Du côté de Mélanie Klein
C'est avant tout dans les cures d'enfants, que M. Klein fait intervenir le jeu comme activité réparatrice."Comment faire dire à l'enfant ce qu'il ne dit pas et le libérer de ses angoisses archaïques ? Comment l’aider à parler avec son propre langage et favoriser la construction du moi ? Mélanie Klein (1882- 1960) apporte des réponses tant sur le plan théorique que clinique à ce type de question. Psychanalyste anglaise d’origine autrichienne, « Cette tripière de Génie » comme le disait Lacan, est en fait la véritable pionnière de la psychanalyse des enfants". (voir article dans le site psychasoc )
Mélanie Klein va donc nous permettre d'avoir des pistes sur l’intérêt du jeu chez l'enfant, mais aussi chez l'adulte qui, lui aussi, est passé par les différentes étapes de la construction de ses objets internes. Mélanie Klein développe en effet, de manière approfondie la formation de l'objet interne, au cours de la première année de la vie. Lors de la tétée, l'enfant n'absorbe pas que du lait, mais tout un ensemble d'émotions, de sentiments, de sensations transmises par la personne maternante. C'est cet ensemble qui va se constituer en un objet interne. "L’enfant qui se trouvait à l’intérieur de la mère, dit-elle, place maintenant la mère à l’intérieur de lui" (1957). Il y a donc une intériorisation des relations extérieures, qui deviennent des relations entre des éléments psychiques internes. C'est la notion d'introjection. La mère, bon objet externe, va permettre à l'enfant, par un jeu d'expériences d'intégrer en lui un bon objet interne (imagos maternelle, puis parentales).
Selon M.Klein, le monde interne du bébé au cours des douze premiers mois se constituerait en deux temps: la position paranoïde-schizoïde dans laquelle la projection est plus prégnante et la position dépressive, durant laquelle l'introjection semble plus présente. (voir théorie de M.Klein). Pour elle, la réalité extérieure et la réalité interne ou psychique sont en constante interrelation, et les expériences de séparation ou de perte avec les objets réels influencent les expériences psychiques, mais toujours de manière indirecte, à travers les relations fantasmatiques avec les objets internes. Mélanie Klein nous explique ainsi que, par les mécanismes du déplacement, de la condensation et de la figurabilité, le jeu transforme l'angoisse en plaisir et aide l'enfant à surmonter les phases schizo-paranoïde et dépressive.L'utilisation des jeux autant pour les enfants que les adultes, va donc permettre de revivre des situations de projection et d'introjection, mais surtout des situations permettant d'éprouver les ressources et capacités réparatrices de soi-même et du groupe.
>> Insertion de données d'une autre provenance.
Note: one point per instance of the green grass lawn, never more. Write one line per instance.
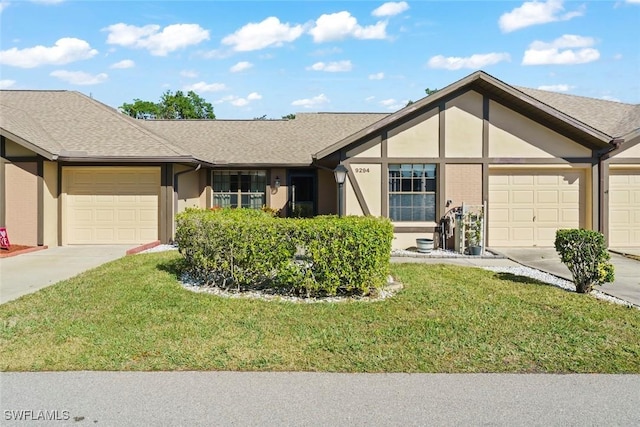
(133, 314)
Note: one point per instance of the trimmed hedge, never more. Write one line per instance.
(585, 254)
(251, 249)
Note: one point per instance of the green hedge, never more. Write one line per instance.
(249, 249)
(585, 254)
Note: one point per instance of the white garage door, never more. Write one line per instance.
(116, 205)
(624, 208)
(526, 207)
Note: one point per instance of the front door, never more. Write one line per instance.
(302, 194)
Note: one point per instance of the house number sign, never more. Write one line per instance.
(4, 238)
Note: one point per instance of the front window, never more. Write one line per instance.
(412, 192)
(239, 189)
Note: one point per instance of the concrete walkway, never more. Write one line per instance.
(318, 399)
(627, 271)
(27, 273)
(626, 285)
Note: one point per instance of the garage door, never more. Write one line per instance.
(624, 208)
(111, 205)
(526, 207)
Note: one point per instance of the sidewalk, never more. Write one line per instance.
(627, 271)
(317, 399)
(30, 272)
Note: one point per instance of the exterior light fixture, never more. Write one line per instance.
(340, 174)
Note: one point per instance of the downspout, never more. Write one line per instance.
(602, 156)
(175, 194)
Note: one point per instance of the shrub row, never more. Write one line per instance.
(249, 249)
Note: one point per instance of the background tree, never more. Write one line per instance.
(141, 109)
(173, 106)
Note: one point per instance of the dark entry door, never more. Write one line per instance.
(302, 194)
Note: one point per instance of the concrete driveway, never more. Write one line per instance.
(30, 272)
(627, 271)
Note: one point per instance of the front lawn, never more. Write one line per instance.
(133, 314)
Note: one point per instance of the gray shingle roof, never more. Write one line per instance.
(274, 142)
(612, 118)
(67, 123)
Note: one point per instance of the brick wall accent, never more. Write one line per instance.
(463, 183)
(21, 194)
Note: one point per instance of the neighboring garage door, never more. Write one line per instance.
(526, 207)
(624, 208)
(116, 205)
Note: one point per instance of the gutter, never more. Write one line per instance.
(604, 155)
(175, 185)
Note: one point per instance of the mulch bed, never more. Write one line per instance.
(18, 249)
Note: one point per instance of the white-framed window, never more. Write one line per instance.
(239, 188)
(412, 192)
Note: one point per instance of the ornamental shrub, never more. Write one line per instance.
(249, 249)
(585, 254)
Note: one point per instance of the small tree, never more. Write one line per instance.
(585, 255)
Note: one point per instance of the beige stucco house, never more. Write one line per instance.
(75, 171)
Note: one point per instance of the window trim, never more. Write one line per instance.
(429, 172)
(261, 173)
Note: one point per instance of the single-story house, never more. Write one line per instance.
(75, 171)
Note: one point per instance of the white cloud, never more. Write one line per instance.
(206, 87)
(341, 25)
(126, 63)
(255, 36)
(556, 88)
(80, 77)
(535, 13)
(331, 67)
(190, 74)
(241, 66)
(158, 43)
(392, 104)
(311, 102)
(66, 50)
(237, 101)
(566, 50)
(216, 54)
(475, 61)
(391, 9)
(5, 84)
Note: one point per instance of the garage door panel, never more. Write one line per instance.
(624, 208)
(548, 196)
(547, 215)
(521, 215)
(553, 200)
(521, 180)
(520, 196)
(112, 205)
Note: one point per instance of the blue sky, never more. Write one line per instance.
(271, 58)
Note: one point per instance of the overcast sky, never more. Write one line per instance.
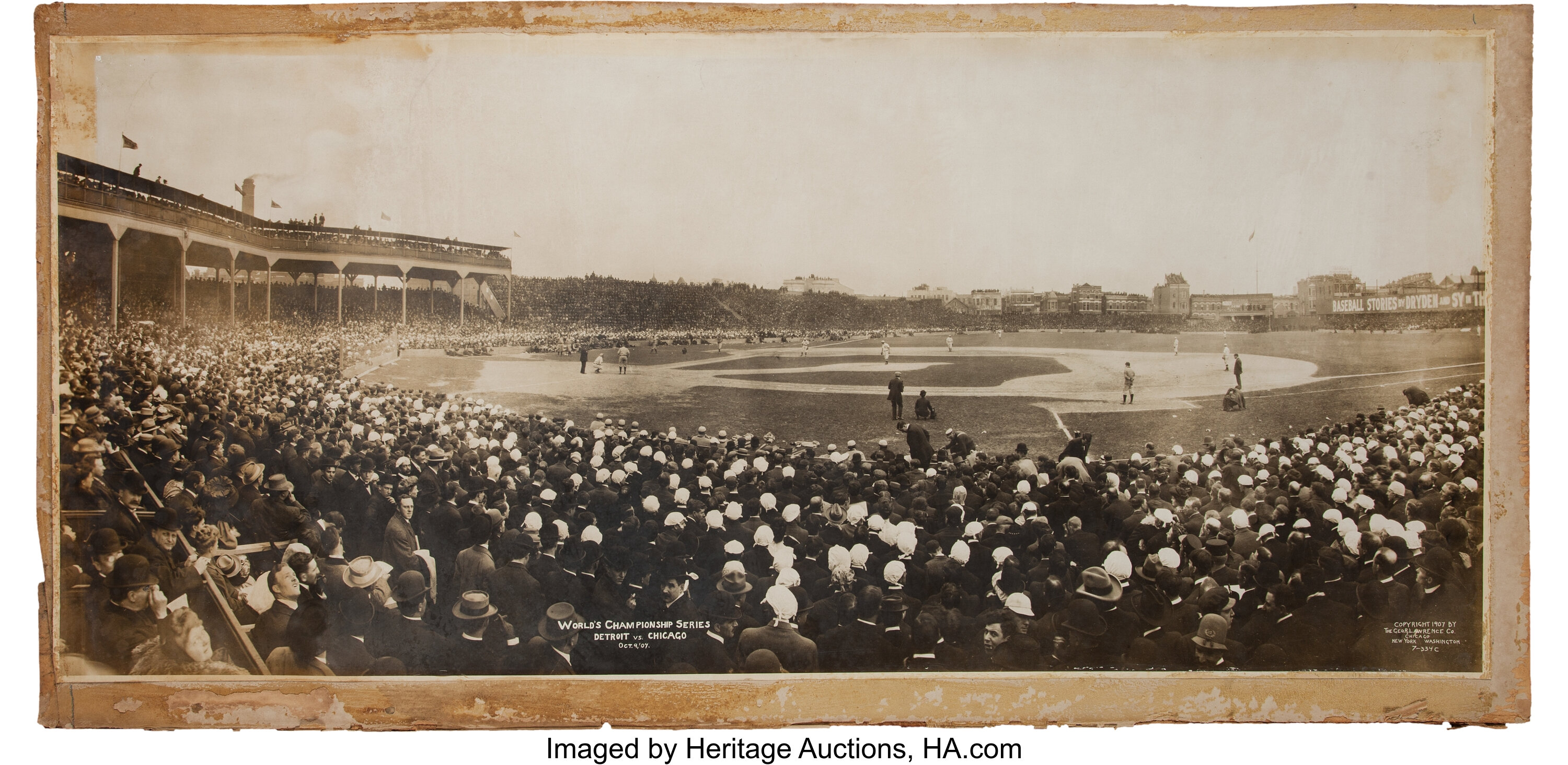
(957, 161)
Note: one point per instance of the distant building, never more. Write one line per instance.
(1416, 292)
(803, 284)
(1173, 297)
(1123, 303)
(926, 292)
(1260, 305)
(1086, 299)
(1316, 294)
(1089, 299)
(984, 302)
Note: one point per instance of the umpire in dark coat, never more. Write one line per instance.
(919, 442)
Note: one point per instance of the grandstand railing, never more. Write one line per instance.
(242, 634)
(107, 189)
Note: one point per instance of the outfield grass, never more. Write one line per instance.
(1001, 422)
(943, 372)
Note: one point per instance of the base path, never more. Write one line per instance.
(1090, 383)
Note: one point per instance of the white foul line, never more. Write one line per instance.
(1065, 431)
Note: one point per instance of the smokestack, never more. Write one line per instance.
(248, 197)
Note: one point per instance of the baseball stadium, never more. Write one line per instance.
(295, 449)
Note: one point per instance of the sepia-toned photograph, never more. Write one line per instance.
(683, 355)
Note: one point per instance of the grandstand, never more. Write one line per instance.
(160, 219)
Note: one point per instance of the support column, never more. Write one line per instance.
(113, 277)
(342, 277)
(186, 245)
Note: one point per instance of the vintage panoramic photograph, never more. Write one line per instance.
(700, 355)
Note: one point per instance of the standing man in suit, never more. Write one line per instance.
(896, 394)
(408, 637)
(781, 637)
(554, 651)
(712, 651)
(919, 442)
(483, 646)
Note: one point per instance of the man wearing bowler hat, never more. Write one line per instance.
(159, 549)
(712, 651)
(407, 635)
(276, 516)
(554, 651)
(487, 645)
(1211, 649)
(858, 645)
(513, 588)
(135, 604)
(1122, 626)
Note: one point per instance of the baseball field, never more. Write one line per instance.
(1002, 389)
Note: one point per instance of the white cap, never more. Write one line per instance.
(1119, 565)
(860, 554)
(893, 573)
(1169, 557)
(783, 601)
Du côté de René Roussillon
Le concept de médium malléable a été développé par Marion Milner et repris par René Roussillon, à partir des concepts d’environnement suffisamment bon. René Roussillon a approfondi ce concept, dans le sens de la nécessité d’un environnement médium malléable afin d’aider à la création ou au développement de l’appareil psychique de l’enfant, pour qu’il puisse se construire un dedans et un dehors, pouvoir apprendre à patienter, à décaler, à se différencier de l’autre, à se représenter les choses, à pouvoir accéder à la symbolisation et l’activité représentative.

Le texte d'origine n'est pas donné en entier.